To configure Instance Groups for task nodes, see the aws_emr_instance_group resource.

Example Usage

resource "aws_emr_cluster" "cluster" {
  name          = "emr-test-arn"
  release_label = "emr-4.6.0"
  applications  = ["Spark"]

  additional_info = <<EOF
{
  "instanceAwsClientConfiguration": {
    "proxyPort": 8099,
    "proxyHost": "myproxy.example.com"
  }
}
EOF

  termination_protection            = false
  keep_job_flow_alive_when_no_steps = true

  ec2_attributes {
    subnet_id                         = aws_subnet.main.id
    emr_managed_master_security_group = aws_security_group.sg.id
    emr_managed_slave_security_group  = aws_security_group.sg.id
    instance_profile                  = aws_iam_instance_profile.emr_profile.arn
  }

  master_instance_group {
    instance_type = "m4.large"
  }

  core_instance_group {
    instance_type  = "c4.large"
    instance_count = 1

    ebs_config {
      size                 = "40"
      type                 = "gp2"
      volumes_per_instance = 1
    }

    bid_price = "0.30"

    autoscaling_policy = <<EOF
{
"Constraints": {
  "MinCapacity": 1,
  "MaxCapacity": 2
},
"Rules": [
  {
    "Name": "ScaleOutMemoryPercentage",
    "Description": "Scale out if YARNMemoryAvailablePercentage is less than 15",
    "Action": {
      "SimpleScalingPolicyConfiguration": {
        "AdjustmentType": "CHANGE_IN_CAPACITY",
        "ScalingAdjustment": 1,
        "CoolDown": 300
      }
    },
    "Trigger": {
      "CloudWatchAlarmDefinition": {
        "ComparisonOperator": "LESS_THAN",
        "EvaluationPeriods": 1,
        "MetricName": "YARNMemoryAvailablePercentage",
        "Namespace": "AWS/ElasticMapReduce",
        "Period": 300,
        "Statistic": "AVERAGE",
        "Threshold": 15.0,
        "Unit": "PERCENT"
      }
    }
  }
]
}
EOF
  }

  ebs_root_volume_size = 100

  tags = {
    role = "rolename"
    env  = "env"
  }

  bootstrap_action {
    path = "s3://elasticmapreduce/bootstrap-actions/run-if"
    name = "runif"
    args = ["instance.isMaster=true", "echo running on master node"]
  }

  configurations_json = <<EOF
  [
    {
      "Classification": "hadoop-env",
      "Configurations": [
        {
          "Classification": "export",
          "Properties": {
            "JAVA_HOME": "/usr/lib/jvm/java-1.8.0"
          }
        }
      ],
      "Properties": {}
    },
    {
      "Classification": "spark-env",
      "Configurations": [
        {
          "Classification": "export",
          "Properties": {
            "JAVA_HOME": "/usr/lib/jvm/java-1.8.0"
          }
        }
      ],
      "Properties": {}
    }
  ]
EOF

  service_role = aws_iam_role.iam_emr_service_role.arn
}

The aws_emr_cluster resource typically requires two IAM roles, one for the EMR Cluster to use as a service role, and another is assigned to every EC2 instance in a cluster and each application process that runs on a cluster assumes this role for permissions to interact with other AWS services. An additional role, the Auto Scaling role, is required if your cluster uses automatic scaling in Amazon EMR.
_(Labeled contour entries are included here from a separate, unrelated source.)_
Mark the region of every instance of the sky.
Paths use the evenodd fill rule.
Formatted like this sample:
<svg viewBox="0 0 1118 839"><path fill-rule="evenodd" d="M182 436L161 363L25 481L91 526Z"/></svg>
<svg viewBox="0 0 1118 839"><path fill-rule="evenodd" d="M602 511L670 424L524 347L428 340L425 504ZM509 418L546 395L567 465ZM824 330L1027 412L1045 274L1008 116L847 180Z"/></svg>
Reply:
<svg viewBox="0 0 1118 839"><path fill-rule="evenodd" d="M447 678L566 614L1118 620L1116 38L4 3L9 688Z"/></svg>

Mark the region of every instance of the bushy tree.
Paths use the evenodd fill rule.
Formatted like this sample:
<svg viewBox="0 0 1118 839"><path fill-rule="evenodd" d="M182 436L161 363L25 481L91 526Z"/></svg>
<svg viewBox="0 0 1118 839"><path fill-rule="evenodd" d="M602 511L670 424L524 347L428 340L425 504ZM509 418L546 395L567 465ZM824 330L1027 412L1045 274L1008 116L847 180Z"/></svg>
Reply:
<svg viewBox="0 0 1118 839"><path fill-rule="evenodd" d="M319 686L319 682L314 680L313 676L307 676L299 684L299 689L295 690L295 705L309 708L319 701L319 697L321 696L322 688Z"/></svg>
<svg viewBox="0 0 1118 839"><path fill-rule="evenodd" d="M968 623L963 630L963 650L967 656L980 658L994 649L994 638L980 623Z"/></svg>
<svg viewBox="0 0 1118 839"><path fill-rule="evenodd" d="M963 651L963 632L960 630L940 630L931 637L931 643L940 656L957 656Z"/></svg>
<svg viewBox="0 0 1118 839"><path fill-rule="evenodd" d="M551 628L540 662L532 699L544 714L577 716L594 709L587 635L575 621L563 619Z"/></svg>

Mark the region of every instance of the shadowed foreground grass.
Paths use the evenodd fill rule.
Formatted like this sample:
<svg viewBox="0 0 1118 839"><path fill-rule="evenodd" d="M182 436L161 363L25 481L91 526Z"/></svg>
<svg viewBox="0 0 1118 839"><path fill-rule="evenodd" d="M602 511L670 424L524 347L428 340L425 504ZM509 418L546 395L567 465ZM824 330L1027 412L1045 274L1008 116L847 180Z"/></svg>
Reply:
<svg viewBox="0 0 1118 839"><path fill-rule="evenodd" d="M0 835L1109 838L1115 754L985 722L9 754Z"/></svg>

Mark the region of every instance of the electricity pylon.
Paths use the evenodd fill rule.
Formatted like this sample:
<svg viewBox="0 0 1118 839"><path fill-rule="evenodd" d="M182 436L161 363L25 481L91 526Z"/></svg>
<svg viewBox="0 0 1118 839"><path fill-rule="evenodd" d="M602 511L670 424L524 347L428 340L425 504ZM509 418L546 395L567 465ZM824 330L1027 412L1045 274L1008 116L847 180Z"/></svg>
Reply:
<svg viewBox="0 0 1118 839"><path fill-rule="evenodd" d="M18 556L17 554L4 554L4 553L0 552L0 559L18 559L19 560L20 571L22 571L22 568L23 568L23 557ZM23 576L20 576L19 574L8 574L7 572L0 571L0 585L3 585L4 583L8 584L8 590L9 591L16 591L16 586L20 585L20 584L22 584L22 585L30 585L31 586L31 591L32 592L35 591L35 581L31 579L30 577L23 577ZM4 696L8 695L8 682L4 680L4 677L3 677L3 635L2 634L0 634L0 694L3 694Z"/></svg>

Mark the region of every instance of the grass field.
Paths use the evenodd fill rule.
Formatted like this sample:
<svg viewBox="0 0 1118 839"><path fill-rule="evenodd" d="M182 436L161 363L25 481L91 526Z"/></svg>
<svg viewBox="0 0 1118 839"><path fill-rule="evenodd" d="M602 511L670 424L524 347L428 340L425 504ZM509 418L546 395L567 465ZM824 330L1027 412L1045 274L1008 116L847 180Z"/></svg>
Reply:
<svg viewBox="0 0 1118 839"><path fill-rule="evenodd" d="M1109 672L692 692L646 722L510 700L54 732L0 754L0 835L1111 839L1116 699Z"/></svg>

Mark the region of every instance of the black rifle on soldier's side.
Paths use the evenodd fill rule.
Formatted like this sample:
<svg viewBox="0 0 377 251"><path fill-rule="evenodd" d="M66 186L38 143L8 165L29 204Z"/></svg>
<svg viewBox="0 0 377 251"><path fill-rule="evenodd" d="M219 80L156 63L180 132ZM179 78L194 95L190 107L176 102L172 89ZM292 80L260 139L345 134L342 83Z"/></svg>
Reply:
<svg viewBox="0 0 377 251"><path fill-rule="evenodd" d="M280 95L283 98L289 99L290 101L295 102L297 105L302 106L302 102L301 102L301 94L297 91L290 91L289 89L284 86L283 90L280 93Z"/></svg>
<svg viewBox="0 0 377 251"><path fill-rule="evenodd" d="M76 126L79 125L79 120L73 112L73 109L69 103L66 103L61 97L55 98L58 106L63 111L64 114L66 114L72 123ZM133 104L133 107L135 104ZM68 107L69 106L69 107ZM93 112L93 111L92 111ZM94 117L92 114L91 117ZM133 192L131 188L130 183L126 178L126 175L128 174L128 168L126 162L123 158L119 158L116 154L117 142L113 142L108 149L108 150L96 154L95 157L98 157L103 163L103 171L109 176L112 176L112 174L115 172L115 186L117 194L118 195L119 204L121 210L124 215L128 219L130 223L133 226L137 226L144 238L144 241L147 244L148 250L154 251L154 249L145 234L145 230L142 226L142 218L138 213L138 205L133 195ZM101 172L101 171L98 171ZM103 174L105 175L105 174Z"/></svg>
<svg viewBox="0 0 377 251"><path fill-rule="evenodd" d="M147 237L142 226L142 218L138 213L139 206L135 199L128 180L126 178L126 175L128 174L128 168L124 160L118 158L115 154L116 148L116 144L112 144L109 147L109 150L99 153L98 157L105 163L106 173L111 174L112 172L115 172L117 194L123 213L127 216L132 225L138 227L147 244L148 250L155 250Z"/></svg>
The default AWS managed EMR service role is called EMR_DefaultRole with Amazon managed policy AmazonEMRServicePolicy_v2 attached. The name of default instance profile role is EMR_EC2_DefaultRole with default managed policy AmazonElasticMapReduceforEC2Role attached, but it is on the path to deprecation and will not be replaced with another default managed policy. You'll need to create and specify an instance profile to replace the deprecated role and default policy. See the Configure IAM service roles for Amazon EMR guide for more information on these IAM roles. There is also a fully-bootable example Terraform configuration at the bottom of this page.

Instance Fleet

resource "aws_emr_cluster" "example" {
  # ... other configuration ...
  master_instance_fleet {
    instance_type_configs {
      instance_type = "m4.xlarge"
    }
    target_on_demand_capacity = 1
  }
  core_instance_fleet {
    instance_type_configs {
      bid_price_as_percentage_of_on_demand_price = 80
      ebs_config {
        size                 = 100
        type                 = "gp2"
        volumes_per_instance = 1
      }
      instance_type     = "m3.xlarge"
      weighted_capacity = 1
    }
    instance_type_configs {
      bid_price_as_percentage_of_on_demand_price = 100
      ebs_config {
        size                 = 100
        type                 = "gp2"
        volumes_per_instance = 1
      }
      instance_type     = "m4.xlarge"
      weighted_capacity = 1
    }
    instance_type_configs {
      bid_price_as_percentage_of_on_demand_price = 100
      ebs_config {
        size                 = 100
        type                 = "gp2"
        volumes_per_instance = 1
      }
      instance_type     = "m4.2xlarge"
      weighted_capacity = 2
    }
    launch_specifications {
      spot_specification {
        allocation_strategy      = "capacity-optimized"
        block_duration_minutes   = 0
        timeout_action           = "SWITCH_TO_ON_DEMAND"
        timeout_duration_minutes = 10
      }
    }
    name                      = "core fleet"
    target_on_demand_capacity = 2
    target_spot_capacity      = 2
  }
}

resource "aws_emr_instance_fleet" "task" {
  cluster_id = aws_emr_cluster.example.id
  instance_type_configs {
    bid_price_as_percentage_of_on_demand_price = 100
    ebs_config {
      size                 = 100
      type                 = "gp2"
      volumes_per_instance = 1
    }
    instance_type     = "m4.xlarge"
    weighted_capacity = 1
  }
  instance_type_configs {
    bid_price_as_percentage_of_on_demand_price = 100
    ebs_config {
      size                 = 100
      type                 = "gp2"
      volumes_per_instance = 1
    }
    instance_type     = "m4.2xlarge"
    weighted_capacity = 2
  }
  launch_specifications {
    spot_specification {
      allocation_strategy      = "capacity-optimized"
      block_duration_minutes   = 0
      timeout_action           = "TERMINATE_CLUSTER"
      timeout_duration_minutes = 10
    }
  }
  name                      = "task fleet"
  target_on_demand_capacity = 1
  target_spot_capacity      = 1
}

Enable Debug Logging

Debug logging in EMR is implemented as a step. It is highly recommended that you utilize the lifecycle configuration block with ignore_changes if other steps are being managed outside of Terraform.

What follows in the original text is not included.